Predicting the end of the company’s compensatory time balance

"Hi everyone!

At the company where I work, we have over 150 employees who clock in and out daily. They log their times for both the morning and afternoon shifts. For example: an employee clocks in at 7:10 AM, clocks out for lunch at 11:30 AM, clocks back in at 1:00 PM, and clocks out for the day at 5:30 PM.

This generates a massive dataset of timesheet records and comp time balances. Every six months, the company settles these balances. If an employee has a positive balance (accumulated overtime), they get paid for those extra hours. If they have a negative balance (undertime), the company deducts the missing hours from their paycheck.

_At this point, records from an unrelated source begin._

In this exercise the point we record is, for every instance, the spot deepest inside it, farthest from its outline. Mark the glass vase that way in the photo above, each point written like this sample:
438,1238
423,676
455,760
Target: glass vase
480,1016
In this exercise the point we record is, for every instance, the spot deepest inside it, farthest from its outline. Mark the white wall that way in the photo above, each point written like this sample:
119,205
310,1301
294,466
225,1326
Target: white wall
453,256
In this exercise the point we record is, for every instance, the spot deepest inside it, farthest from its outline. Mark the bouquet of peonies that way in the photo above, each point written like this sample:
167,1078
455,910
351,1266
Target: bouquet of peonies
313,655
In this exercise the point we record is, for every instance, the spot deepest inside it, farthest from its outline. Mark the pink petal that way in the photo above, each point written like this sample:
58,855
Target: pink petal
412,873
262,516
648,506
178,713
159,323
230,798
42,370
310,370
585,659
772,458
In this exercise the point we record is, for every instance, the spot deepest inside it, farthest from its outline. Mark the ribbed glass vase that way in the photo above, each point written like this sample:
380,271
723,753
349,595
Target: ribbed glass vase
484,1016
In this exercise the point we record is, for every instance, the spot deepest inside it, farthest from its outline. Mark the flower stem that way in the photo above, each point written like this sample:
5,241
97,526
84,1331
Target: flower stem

Ideally, the company wants the overall comp time balance to be exactly zero at the end of every six-month period to minimize overtime costs.

With that in mind, I had the idea of creating a machine learning project (I was thinking about time series forecasting) to identify patterns in how employees clock in and out. The expected outcome would be a model that says: ‘If employees keep clocking in and out following their current patterns, the final balance at the end of the six-month period will be X.’

Additionally, I would be able to pinpoint the main employees contributing to excessive positive or negative balances. This would allow us to flag the issue to their managers so they can step in and adjust the work schedules.

Do you guys think it’s possible to build a reliable forecast with this kind of dataset? Does this project make sense?"

I’m struggling to convince myself that 150 records per day for 6 months is a complex enough data set to warrant training and testing a machine learning model. You used historical data to test ideas in a spreadsheet first, right? And it was insufficient because why?

Identifying individuals who are running over or under plan seems completely straightforward, as does computing the aggregate (and my understanding is that you don’t mind paying overtime to some as long as the net is zero) and comparing that against plan.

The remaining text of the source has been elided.